Request an Annual Quote

This Week in PNAS: Apr 16, 2019

Researchers from the University of California, Davis, the University of Connecticut, and elsewhere attempt to tease out natural selection signals in Indigenous populations in Alaska, the US Southeast, and central Mexico. With genotyping arrays, the team profiled genome-wide SNP patterns in 150 individuals from Indigenous populations, using the variant patterns to explore the individuals' ancestry and search for potential signs of selection that were shared or distinct between populations. "We find evidence for adaptation to cold and high latitudes in an Alaskan population, whereas infectious disease was a strong selective pressure in the southeastern United States and central Mexico," they write. "Because there are few shared signals of selection between populations, these sweeps likely occurred after population differentiation in the Americas."

An international team led by investigators at Sweden's Uppsala University explore population and social structures at several Stone Age burial sites in Europe, focusing on burial sites marked by megalith structures. Based on genome sequence data for two dozen ancient individuals at megalithic burial sites in Ireland, Scotland, and Sweden, along with genomes for three ancient individuals in Scotland and the Czech Republic without megalithic burials, the researchers suggest that the megalithic tombs were often used by related individuals with genetic ties to the farming groups found in the same areas at that time. And in the British Isles, at least, men appeared to be over-represented in megaliths, the authors note, with these and other findings hinting that "at least some of these funerary monuments were used by patrilineal societies."

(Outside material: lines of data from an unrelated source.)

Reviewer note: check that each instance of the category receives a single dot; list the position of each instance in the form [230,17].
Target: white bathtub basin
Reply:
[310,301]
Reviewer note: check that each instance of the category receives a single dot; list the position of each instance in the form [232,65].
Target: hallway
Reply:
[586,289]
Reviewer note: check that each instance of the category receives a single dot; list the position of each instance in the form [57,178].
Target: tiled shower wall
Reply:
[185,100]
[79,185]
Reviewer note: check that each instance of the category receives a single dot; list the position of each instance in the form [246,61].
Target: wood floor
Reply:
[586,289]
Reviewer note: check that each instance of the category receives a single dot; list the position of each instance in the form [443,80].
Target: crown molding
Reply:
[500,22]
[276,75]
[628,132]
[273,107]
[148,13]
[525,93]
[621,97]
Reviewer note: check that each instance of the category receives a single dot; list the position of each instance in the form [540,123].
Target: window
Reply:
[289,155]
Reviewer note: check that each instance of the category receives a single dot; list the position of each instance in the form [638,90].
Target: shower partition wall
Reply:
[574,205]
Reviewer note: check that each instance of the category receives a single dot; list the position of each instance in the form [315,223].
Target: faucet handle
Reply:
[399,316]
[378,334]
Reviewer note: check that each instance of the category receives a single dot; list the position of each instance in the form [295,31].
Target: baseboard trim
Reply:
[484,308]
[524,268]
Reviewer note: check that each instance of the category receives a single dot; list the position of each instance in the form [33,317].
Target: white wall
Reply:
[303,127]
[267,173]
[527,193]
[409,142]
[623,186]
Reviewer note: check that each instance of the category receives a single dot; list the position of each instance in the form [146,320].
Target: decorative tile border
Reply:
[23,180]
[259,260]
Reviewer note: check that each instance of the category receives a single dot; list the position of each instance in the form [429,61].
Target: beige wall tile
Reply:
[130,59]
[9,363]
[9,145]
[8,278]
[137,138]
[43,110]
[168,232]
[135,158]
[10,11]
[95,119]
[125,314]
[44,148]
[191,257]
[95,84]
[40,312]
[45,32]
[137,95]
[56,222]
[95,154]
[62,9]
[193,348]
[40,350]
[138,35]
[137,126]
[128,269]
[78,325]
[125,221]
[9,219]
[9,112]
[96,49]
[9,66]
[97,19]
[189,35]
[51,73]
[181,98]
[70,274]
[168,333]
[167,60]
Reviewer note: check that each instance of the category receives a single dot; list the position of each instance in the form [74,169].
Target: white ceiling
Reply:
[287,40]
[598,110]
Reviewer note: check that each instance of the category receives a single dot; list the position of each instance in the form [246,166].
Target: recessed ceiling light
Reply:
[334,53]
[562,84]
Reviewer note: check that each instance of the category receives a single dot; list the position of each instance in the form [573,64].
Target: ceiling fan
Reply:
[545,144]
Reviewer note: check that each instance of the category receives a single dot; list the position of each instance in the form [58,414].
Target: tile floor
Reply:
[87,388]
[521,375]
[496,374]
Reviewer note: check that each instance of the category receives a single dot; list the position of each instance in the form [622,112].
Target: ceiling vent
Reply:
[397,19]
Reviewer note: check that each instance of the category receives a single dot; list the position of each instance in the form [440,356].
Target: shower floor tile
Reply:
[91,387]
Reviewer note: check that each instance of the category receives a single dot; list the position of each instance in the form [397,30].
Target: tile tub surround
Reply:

Researchers in China and the US propose a microRNA-based approach for repairing and regenerating lung tissue following a stint of bacterial pneumonia caused by Streptococcus pneumoniae. In a mouse model of S. pneumoniae, the team used quantitative RT-PCR to assess a miRNA called miR-302 seemed to turn up at higher-than-usual levels in alveolar epithelial cells from bouncing back from the acute inflammation and damage caused by the bacterial infection. Based on these results, the authors attempted to boost post-pneumonia alveolar epithelial cell regeneration in infected mice using an in vivo treatment made up of miR-302 mimics. "Although this approach … will not curtail infection per se, it reduces suffering and shortens recovering time by fostering tissue repair," the authors write.